Some key facts are being released on on the World War II plane crash remains that were found in Canada last fall
The twin engine fighter plane, Avro Anson, was reported missing on October 30, 1942. Archived reports said the plane failed to return from a navigation training flight off Vancouver Island.
Wreckage finally found
A logging crew found the Avro Anson wreckage in the fall, 71 years after it crashed. The remote crash site was on a mountain near Port Renfrew.
Coroner Matt Brown said the case is extremely unusual.
“In May of this year, members of the Coroner’s Service as well as a number of specialists from National Defense went into the area and performed a very, thorough recovery effort,” Brown said.
The coroner added that families of the victims were notified.

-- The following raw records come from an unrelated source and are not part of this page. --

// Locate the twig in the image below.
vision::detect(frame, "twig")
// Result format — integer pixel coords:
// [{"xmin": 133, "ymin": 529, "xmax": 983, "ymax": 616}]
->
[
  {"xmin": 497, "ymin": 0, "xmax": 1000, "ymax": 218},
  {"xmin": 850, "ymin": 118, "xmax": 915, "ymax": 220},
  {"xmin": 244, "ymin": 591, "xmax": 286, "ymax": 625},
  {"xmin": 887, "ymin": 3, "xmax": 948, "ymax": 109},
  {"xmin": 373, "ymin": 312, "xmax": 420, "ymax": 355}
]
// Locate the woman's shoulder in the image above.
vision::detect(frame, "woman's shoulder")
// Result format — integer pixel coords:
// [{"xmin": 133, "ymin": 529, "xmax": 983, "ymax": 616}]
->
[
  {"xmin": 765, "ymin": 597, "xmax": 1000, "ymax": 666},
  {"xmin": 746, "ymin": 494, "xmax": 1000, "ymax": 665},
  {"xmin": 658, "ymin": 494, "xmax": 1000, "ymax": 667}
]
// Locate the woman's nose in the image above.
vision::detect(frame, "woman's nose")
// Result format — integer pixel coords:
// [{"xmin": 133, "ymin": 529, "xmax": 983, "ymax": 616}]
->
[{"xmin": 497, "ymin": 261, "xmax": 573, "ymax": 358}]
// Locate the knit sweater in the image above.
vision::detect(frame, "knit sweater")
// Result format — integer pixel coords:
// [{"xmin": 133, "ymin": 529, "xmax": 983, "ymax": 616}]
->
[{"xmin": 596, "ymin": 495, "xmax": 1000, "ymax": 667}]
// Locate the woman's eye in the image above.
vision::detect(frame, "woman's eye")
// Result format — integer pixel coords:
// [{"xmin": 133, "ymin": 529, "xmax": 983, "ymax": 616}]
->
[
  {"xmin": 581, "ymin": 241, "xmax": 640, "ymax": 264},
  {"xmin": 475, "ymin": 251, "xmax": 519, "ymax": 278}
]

Some of those relatives included siblings in Albert who are now in their 90s.
The four killed airman have been identified as Sergeant William Baird who was with the Royal Canadian Air Force, and three members of the British Royal Air Force – Pilot Officer Charles Fox, Pilot Officer Anthony William Lawrence and Sergeant Robert Ernest Luckock.
In summary, here are the key facts as released by the Canadian military:
The crew, all members of the Royal Canadian Air Force 32 Operational Training Unit, departed from Patricia Bay, British Columbia on October 30, 1942. The aircraft failed to return and was not discovered during the subsequent search operation. The four airmen on board were presumed to have died, and their names were listed on the Ottawa Memorial to the missing.
More than 100 aircrew lost their lives while flying out of Patricia Bay during the Second World War.
The wreckage of the Avro Anson was located on southern Vancouver Island in October 2013 by a logging company, Teal-Jones Cedar Products Ltd, working in the area, which immediately notified authorities.
The DND and the CAF worked collaboratively with the British Columbia Coroners Office, which maintained jurisdiction over the crash site, to conduct a recovery operation from May 5 to 9, 2014. The primary focus of the operation was to recover any human remains and artefacts, as well as identify and remove potential physical and/or environmental hazards. Access to the crash site is currently restricted while the department completes environmental testing.
The CAF and the British Columbia Coroners Office have now confirmed the recovery and identification of the four airmen.